Il conteste l'existence d'un doute sérieux sur la légalité de la décision attaquée.

Vu :

- les autres pièces du dossier ;

- la requête enregistrée le 4 août 2022 sous le numéro 2204975 par laquelle Mme C demande l'annulation de la décision attaquée.

Vu :

- le code général de la fonction publique ;

- le code de la santé publique ;

- la loi n° 86-33 du 9 janvier 1986 ;

- la loi n° 83-634 du 13 juillet 1983 ;

- la loi n°2021-1040 du 5 août 2021 ;

- le décret n° 2021-699 du 1er juin 2021 modifié par les décrets n° 2021-1059 du 7 août 2021 et n° 2021-1215 du 22 septembre 2021 ;

- le code de justice administrative.

.

Le président du tribunal a désigné M. B pour statuer sur les demandes de référé.

Les parties ont été régulièrement averties du jour de l'audience.

Au cours de l'audience publique tenue en présence de Mme Bonino, greffier d'audience, M. B a lu son rapport et entendu les observations de Me Litzler, représentant le centre hospitalier Alpes-Isère, en l'absence de Mme C et de son représentant.

La clôture de l'instruction a été prononcée à l'issue de l'audience.

1. Aux termes de l'article L. 521-1 du code de justice administrative : " Quand une décision administrative, même de rejet, fait l'objet d'une requête en annulation ou en réformation, le juge des référés, saisi d'une demande en ce sens, peut ordonner la suspension de l'exécution de cette décision, ou de certains de ses effets, lorsque l'urgence le justifie et qu'il est fait état d'un moyen propre à créer, en l'état de l'instruction, un doute sérieux quant à la légalité de la décision ".

2. Mme C, manipulatrice en électroradiologie en fonctions au centre hospitalier Alpes-Isère, a été suspendue de celles-ci par une première décision du 15 septembre 2021, en application de la loi n°2021-1040 du 5 août 2021 relative à la gestion de la crise sanitaire. Testée positive à la covid-19 le 22 février 2022, elle a été réintégrée dans ses fonctions à compter du 14 mars 2022. Par une décision du 23 juin 2022, le directeur de cet établissement l'a de nouveau suspendue de ses fonctions à compter du 29 juin 2022. Mme C demande la suspension de l'exécution de cette décision.

3. Considérant qu'en l'état de l'instruction aucun des moyens invoqués n'est de nature à faire naître un doute sérieux quant à la légalité de la décision attaquée. Par suite, et sans qu'il soit besoin de statuer sur la condition d'urgence prévue par les dispositions précitées de l'article L. 521-1 du code de justice administrative, les conclusions aux fins de suspension de l'exécution de la décision attaquée doivent être rejetées. Par voie de conséquences, doivent l'être également ses conclusions à fin d'injonction ainsi que celles tendant au remboursement de ses frais de procès.

O R D O N N E :

Article 1er : La requête de Mme C est rejetée.

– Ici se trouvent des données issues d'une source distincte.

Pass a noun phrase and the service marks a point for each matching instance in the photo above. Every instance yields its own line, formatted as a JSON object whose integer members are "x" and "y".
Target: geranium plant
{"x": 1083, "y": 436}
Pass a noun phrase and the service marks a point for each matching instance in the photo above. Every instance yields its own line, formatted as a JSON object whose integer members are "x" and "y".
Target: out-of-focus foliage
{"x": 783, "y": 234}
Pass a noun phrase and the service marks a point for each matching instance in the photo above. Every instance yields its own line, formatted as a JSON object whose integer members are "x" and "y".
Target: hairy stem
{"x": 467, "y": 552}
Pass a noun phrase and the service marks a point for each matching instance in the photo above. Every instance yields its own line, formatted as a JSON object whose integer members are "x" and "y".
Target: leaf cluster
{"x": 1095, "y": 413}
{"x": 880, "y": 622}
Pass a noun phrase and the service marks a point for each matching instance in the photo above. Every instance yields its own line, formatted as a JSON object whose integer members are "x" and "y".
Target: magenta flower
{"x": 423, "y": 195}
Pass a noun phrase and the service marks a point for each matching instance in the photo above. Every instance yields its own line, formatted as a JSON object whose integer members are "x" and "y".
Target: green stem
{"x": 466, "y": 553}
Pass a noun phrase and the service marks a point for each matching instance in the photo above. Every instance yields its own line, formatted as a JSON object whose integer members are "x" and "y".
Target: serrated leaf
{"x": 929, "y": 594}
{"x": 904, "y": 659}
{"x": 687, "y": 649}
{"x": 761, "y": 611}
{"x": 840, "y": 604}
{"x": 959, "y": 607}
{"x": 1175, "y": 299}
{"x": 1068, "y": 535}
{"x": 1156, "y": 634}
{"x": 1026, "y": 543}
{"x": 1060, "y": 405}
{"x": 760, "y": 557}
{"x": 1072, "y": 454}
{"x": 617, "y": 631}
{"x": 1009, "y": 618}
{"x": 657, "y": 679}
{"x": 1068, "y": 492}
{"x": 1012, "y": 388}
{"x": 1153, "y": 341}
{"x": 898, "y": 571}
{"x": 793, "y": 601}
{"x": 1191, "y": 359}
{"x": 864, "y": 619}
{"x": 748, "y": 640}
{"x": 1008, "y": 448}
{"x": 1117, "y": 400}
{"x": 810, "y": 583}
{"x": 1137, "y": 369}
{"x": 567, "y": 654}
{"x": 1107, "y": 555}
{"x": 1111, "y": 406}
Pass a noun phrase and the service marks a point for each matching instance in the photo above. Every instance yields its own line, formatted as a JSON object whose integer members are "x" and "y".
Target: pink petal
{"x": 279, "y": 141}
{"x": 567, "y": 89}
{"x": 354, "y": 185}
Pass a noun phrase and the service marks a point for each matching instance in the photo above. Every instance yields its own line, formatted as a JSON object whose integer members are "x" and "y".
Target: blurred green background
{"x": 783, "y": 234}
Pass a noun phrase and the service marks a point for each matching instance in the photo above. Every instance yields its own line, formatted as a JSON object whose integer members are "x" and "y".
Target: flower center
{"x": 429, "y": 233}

Article 2 : La présente ordonnance sera notifiée à Mme A C et au centre hospitalier Alpes-Isère.

Fait à Grenoble, le 19 août 2022.

Le juge des référés,

N. B

La greffière,

J. BONINO

La République mande et ordonne au ministre de l'intérieur en ce qui le concerne ou à tous huissiers de justice à ce requis en ce qui concerne les voies de droit commun contre les parties privées, de pourvoir à l'exécution de la présente décision.